This is an HPC test for gpu and cpu to improve performance
Find a file
2025-02-28 14:41:26 +08:00
matrix multiplication feat: update readme 2025-02-28 14:41:26 +08:00
sort algorithm feat: update readme 2025-02-28 14:41:26 +08:00
README.md feat: update readme 2025-02-28 14:41:26 +08:00

High-Performance Computing Repository

This repository contains implementations of parallel sorting algorithms and matrix multiplication optimizations using various high-performance computing techniques, including CUDA and OpenMP.

Repository Structure

.
├── sort algorithm/                # Sorting algorithm implementations
│   ├── bitonic Sort/              # Bitonic sort implementation
│   │   └── CUDA/                  # CUDA-based bitonic sort
│   ├── quicksort/                 # Quicksort implementations
│   │   └── OpenMP/               # OpenMP-based quicksort
│   ├── dataset/                   # Datasets with different sizes
│   ├── generate_data              # Executable for data generation
│   ├── generate_data.c            # Source for dataset generation
│   └── Makefile                   # Build configuration
│
└── matrix multiplication/         # Matrix multiplication implementations
    ├── CUDA/                      # CUDA-based matrix multiplication
    ├── OpenMP/                    # OpenMP-based matrix multiplication
    ├── dataset/                   # Matrix datasets
    ├── generate_matrix            # Executable for matrix generation
    ├── generate_matrix.c          # Source for matrix generation
    └── makefile                   # Build configuration

Sorting Algorithms

The repository implements two different sorting algorithms optimized for parallel execution:

Bitonic Sort (CUDA)

Bitonic sort is a comparison-based sorting algorithm that is well-suited for parallel implementation. The CUDA implementation uses GPU parallelism to achieve high performance, especially for large datasets.

Key features:

  • GPU-accelerated implementation using CUDA
  • Efficient for large datasets (up to hundreds of millions of elements)
  • In-place sorting to minimize memory overhead
  • Scales well with available GPU resources

Quicksort (OpenMP)

The repository includes a parallel implementation of the classic quicksort algorithm using OpenMP.

Key features:

  • CPU-based parallelism using OpenMP tasks
  • Hybrid approach with sequential sorting for small partitions
  • Configurable threshold (THRESHOLD) to switch between parallel and sequential execution
  • Good performance scaling with multiple CPU cores

Sorting Dataset Generation

The repository includes a data generator (generate_data.c) that creates datasets of various sizes for testing the sorting algorithms. The generated datasets consist of random floating-point numbers.

Features:

  • Supports various dataset sizes (powers of 2)
  • Creates directory structure for organized data management
  • Generates reproducible random data

Available dataset sizes (number of elements):

  • 1024 (1K)
  • 32768 (32K)
  • 1048576 (1M)
  • 16777216 (16M)
  • 67108864 (64M)
  • 134217728 (128M)
  • 268435456 (256M)
  • 402653184 (384M)

Matrix Multiplication

The repository provides optimized implementations of matrix multiplication using parallel computing techniques:

CUDA Matrix Multiplication

The CUDA implementation leverages GPU cores to perform matrix multiplication in parallel.

Key features:

  • 2D thread organization for efficient computation
  • Each thread computes one element of the result matrix
  • Uses 16x16 thread blocks for optimal performance
  • Handles large matrix sizes (tested with 8192x8192)

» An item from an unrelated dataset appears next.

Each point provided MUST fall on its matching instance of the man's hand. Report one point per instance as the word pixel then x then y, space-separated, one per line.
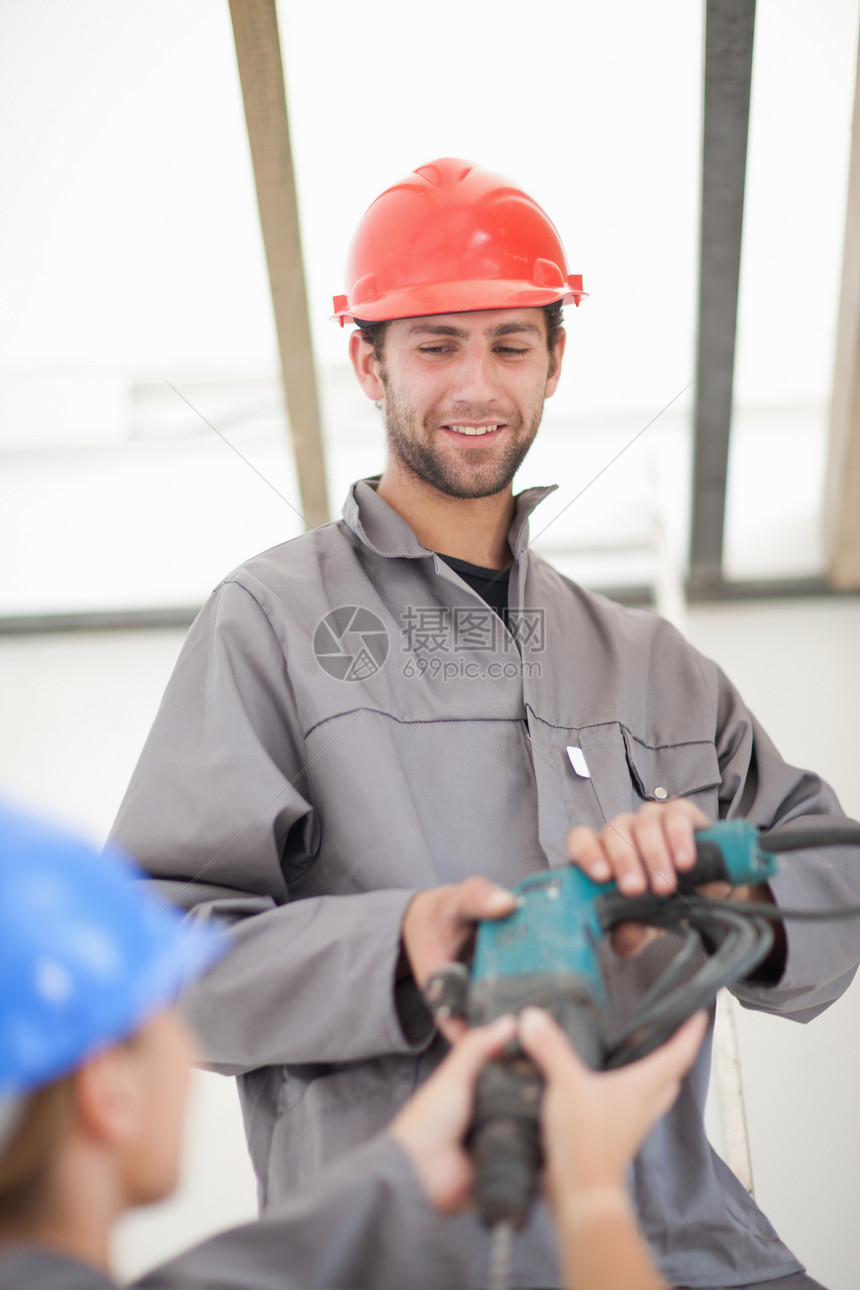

OpenMP Matrix Multiplication

The OpenMP implementation uses multiple CPU cores to parallelize the matrix multiplication operation.

Key features:

  • Configurable number of threads (NUM_THREADS)
  • Uses OpenMP directives to parallelize the outermost loop
  • Simple and effective parallelization approach
  • Support for different matrix sizes

Matrix Data Generation

The repository includes a tool (generate_matrix.c) for creating random matrices for testing purposes.

Features:

  • Generates two random matrices (A and B)
  • Supports different matrix sizes (configurable via the N macro)
  • Saves matrices in binary format for efficient loading

Building and Running

Sorting Algorithms

  1. Generate the dataset:

    cd "sort algorithm"
    make generate_data
    ./generate_data [size]
    

    Where [size] is a power of 2 (e.g., 1024, 32768, etc.)

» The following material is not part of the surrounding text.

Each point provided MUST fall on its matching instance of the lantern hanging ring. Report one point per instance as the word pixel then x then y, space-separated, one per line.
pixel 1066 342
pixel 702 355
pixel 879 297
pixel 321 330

  2. Build and run the CUDA bitonic sort:

    cd "sort algorithm/bitonic Sort/CUDA"
    make
    ./bitonic_sort
    
  3. Build and run the OpenMP quicksort:

    cd "sort algorithm/quicksort/OpenMP"
    make
    ./quicksort
    

Matrix Multiplication

  1. Generate the matrices:

    cd "matrix multiplication"
    make -f makefile
    ./generate_matrix
    
  2. Build and run the CUDA matrix multiplication:

    cd "matrix multiplication/CUDA"
    make -f makefile
    ./matrix_mul
    
  3. Build and run the OpenMP matrix multiplication:

    cd "matrix multiplication/OpenMP"
    make
    ./matrix_mul
    

Performance Considerations

Sorting Performance

  • The CUDA bitonic sort performs best for very large datasets where the GPU parallelism can be fully utilized.
  • The OpenMP quicksort performs well on multi-core CPUs and is more efficient for smaller datasets.
  • The THRESHOLD parameter in the OpenMP quicksort can be tuned based on the hardware to optimize performance.

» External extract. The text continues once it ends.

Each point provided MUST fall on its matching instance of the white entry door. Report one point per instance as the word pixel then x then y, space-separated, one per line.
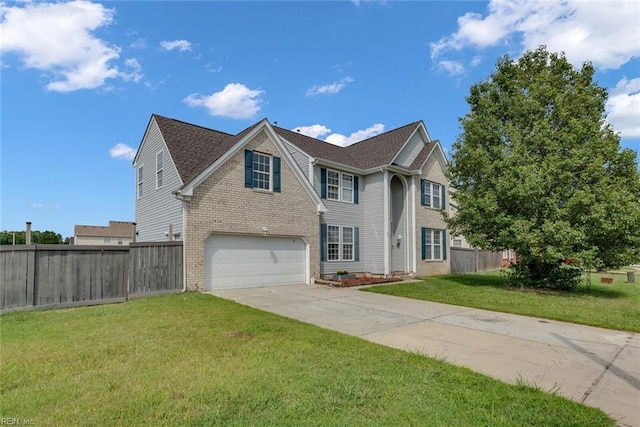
pixel 233 261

Matrix Multiplication Performance

  • The CUDA implementation performs best for large matrices where the GPU parallelism can be fully utilized.
  • The OpenMP implementation works well on multi-core CPUs but may not scale as well as the GPU version for very large matrices.
  • The block size in the CUDA implementation (16x16) is chosen for good performance on most GPUs but can be tuned for specific hardware.

Requirements

Hardware

  • For CUDA implementations: NVIDIA GPU with CUDA support
  • For OpenMP implementations: Multi-core CPU

Software

  • CUDA Toolkit (for CUDA implementations)
  • GCC with OpenMP support (for OpenMP implementations)
  • Make

Notes

  • Matrix sizes and array lengths are generally defined as constants in the source files. Modify these constants to experiment with different sizes.
  • Both implementations read input data from files in the dataset directory.
  • The CUDA implementations require a compatible NVIDIA GPU.
  • The OpenMP implementations will work on any multi-core CPU.